Laut WHO-Gesundheitsorganisation hat Europa im Kampf gegen Masern erneut einen Verlust zu verzeichnen. Die Krankheit tritt in Europa immer häufiger auf. Infolgedessen erfüllen vier Länder nicht mehr die Definition der Beseitigung oder weniger als ein Fall pro Million Einwohner pro 36 Monate.

Albanien, die Tschechische Republik, Griechenland und das Vereinigte Königreich haben daher nach Angaben der WHO den mit der Definition der Beseitigung verbundenen Sonderstatus verloren. Seit der Einführung des Statussystems im Jahr 2012 hat noch kein Land diesen Status verloren.
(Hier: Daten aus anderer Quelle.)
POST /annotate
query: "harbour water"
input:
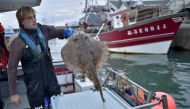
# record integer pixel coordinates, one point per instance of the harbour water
(167, 73)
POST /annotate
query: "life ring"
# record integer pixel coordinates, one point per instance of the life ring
(170, 101)
(136, 94)
(125, 18)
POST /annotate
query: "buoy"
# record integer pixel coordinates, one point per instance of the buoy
(170, 101)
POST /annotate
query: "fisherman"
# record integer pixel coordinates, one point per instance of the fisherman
(3, 59)
(31, 48)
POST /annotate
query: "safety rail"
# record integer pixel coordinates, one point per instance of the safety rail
(137, 96)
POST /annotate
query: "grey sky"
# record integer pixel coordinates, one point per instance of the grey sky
(54, 12)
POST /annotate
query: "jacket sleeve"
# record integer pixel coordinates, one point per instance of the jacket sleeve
(53, 32)
(4, 58)
(14, 58)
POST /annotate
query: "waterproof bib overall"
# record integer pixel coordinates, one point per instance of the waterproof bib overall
(37, 66)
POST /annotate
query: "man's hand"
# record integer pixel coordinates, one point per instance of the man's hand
(68, 32)
(15, 99)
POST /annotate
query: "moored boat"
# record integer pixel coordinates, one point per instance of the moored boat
(138, 29)
(119, 91)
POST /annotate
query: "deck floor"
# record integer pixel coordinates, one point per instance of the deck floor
(89, 100)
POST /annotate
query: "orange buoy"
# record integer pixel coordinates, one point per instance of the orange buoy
(170, 101)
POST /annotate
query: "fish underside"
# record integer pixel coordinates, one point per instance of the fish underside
(85, 55)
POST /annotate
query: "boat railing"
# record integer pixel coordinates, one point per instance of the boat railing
(137, 96)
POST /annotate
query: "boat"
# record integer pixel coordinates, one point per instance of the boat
(77, 92)
(143, 29)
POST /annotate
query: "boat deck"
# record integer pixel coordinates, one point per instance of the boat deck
(89, 100)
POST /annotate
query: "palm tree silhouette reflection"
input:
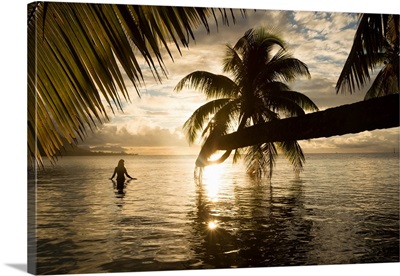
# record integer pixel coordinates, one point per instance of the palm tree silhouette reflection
(260, 227)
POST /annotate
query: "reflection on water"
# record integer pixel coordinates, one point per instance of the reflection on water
(343, 209)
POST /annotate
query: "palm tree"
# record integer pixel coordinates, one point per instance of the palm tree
(260, 66)
(80, 55)
(376, 45)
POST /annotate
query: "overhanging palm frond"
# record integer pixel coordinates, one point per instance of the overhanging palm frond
(80, 57)
(376, 34)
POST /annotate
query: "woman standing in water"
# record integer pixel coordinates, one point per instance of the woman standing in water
(120, 171)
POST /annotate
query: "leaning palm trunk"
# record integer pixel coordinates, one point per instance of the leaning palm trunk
(79, 54)
(256, 94)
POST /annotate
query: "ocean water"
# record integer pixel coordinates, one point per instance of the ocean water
(342, 209)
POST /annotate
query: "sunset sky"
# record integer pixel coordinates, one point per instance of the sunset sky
(152, 124)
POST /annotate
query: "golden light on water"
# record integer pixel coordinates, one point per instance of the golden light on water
(212, 177)
(212, 225)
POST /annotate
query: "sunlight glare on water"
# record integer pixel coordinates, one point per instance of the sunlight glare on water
(342, 209)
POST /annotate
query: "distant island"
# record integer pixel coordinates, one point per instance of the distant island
(74, 150)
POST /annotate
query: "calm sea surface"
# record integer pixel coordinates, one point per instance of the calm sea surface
(344, 208)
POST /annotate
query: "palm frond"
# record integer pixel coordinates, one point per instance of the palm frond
(284, 67)
(278, 97)
(212, 85)
(79, 55)
(198, 119)
(376, 34)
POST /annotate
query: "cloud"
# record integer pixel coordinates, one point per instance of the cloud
(322, 40)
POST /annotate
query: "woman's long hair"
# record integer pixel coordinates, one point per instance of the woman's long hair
(121, 163)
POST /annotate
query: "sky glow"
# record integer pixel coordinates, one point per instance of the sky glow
(153, 123)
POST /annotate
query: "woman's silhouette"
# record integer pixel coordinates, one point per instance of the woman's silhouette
(120, 171)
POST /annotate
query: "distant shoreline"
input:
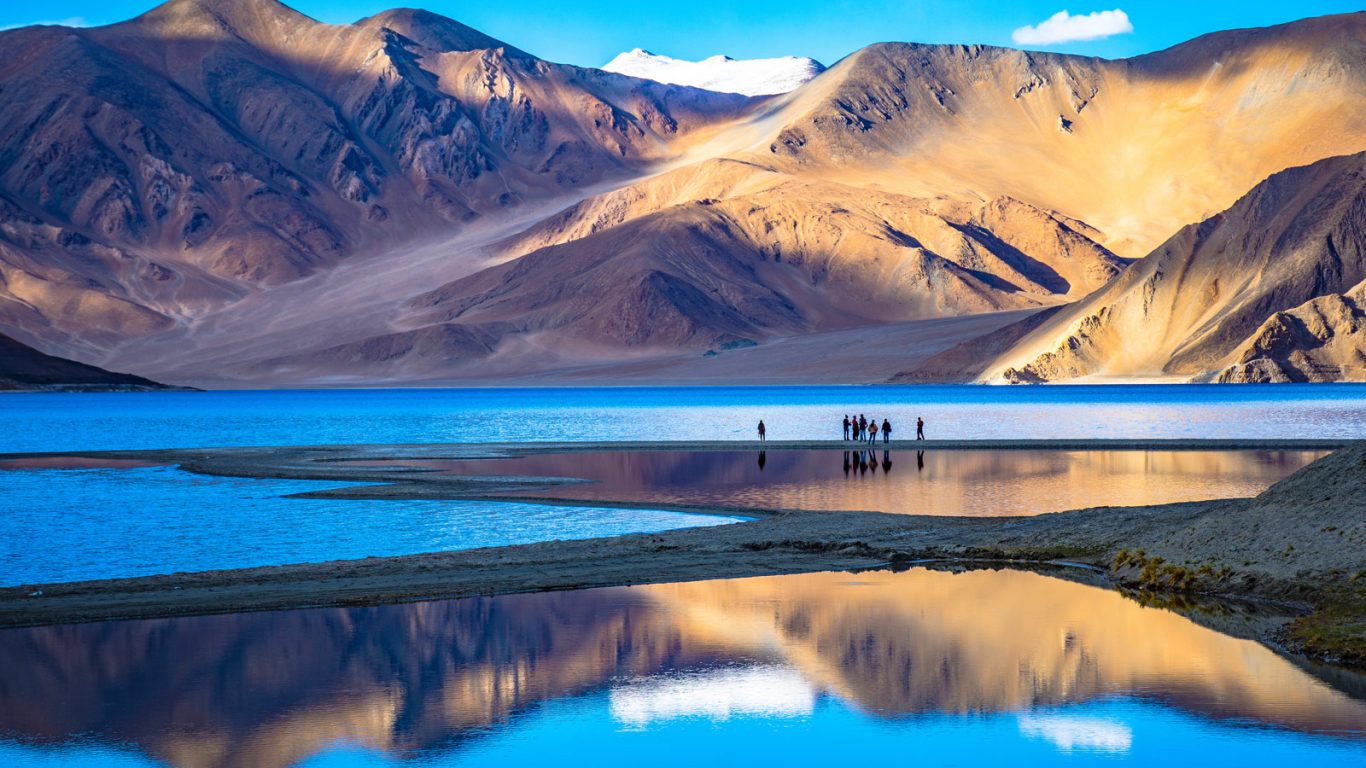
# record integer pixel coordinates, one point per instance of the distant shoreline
(1185, 551)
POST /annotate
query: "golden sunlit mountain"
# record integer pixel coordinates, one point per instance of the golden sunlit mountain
(228, 192)
(1269, 290)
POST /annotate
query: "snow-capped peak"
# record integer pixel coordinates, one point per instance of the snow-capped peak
(751, 77)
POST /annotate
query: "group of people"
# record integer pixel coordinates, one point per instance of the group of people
(861, 429)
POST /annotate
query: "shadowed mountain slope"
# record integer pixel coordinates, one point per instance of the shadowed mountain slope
(228, 192)
(26, 368)
(159, 170)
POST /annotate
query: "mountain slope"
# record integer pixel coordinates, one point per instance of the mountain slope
(212, 148)
(1254, 287)
(228, 192)
(1135, 148)
(25, 368)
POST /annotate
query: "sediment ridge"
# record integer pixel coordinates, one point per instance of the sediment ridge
(1299, 544)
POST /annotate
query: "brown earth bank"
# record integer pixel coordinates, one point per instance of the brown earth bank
(1299, 545)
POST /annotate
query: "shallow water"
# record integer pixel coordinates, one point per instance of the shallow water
(191, 420)
(85, 524)
(984, 667)
(898, 481)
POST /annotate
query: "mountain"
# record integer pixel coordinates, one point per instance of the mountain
(25, 368)
(1268, 290)
(159, 170)
(228, 193)
(751, 77)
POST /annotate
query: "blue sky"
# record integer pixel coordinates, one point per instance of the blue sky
(592, 32)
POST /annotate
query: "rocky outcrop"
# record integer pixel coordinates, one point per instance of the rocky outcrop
(1320, 340)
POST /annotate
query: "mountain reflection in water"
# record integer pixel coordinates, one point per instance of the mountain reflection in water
(941, 483)
(443, 678)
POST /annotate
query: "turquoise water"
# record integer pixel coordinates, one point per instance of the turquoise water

Österreich und der Schweiz wurde dieses Jahr der Status verliehen. Die Anzahl der europäischen Länder mit diesem Status wird vorerst 33 betragen.

In der ersten Jahreshälfte waren in Europa rund 90.000 Menschen mit Masern infiziert. Das ist mehr als 2018, als die Krankheit 84.462 Mal registriert wurde. Es ist nicht klar, wie viele Infektionen tödlich waren.

Das RVC, ein Komitee, das Maserninfektionen in Europa überwacht, bezeichnet den anhaltenden Anstieg der Infektionszahlen als „besorgniserregend“ und befürchtet „unnötiges Leiden“ mit dem möglichen Tod.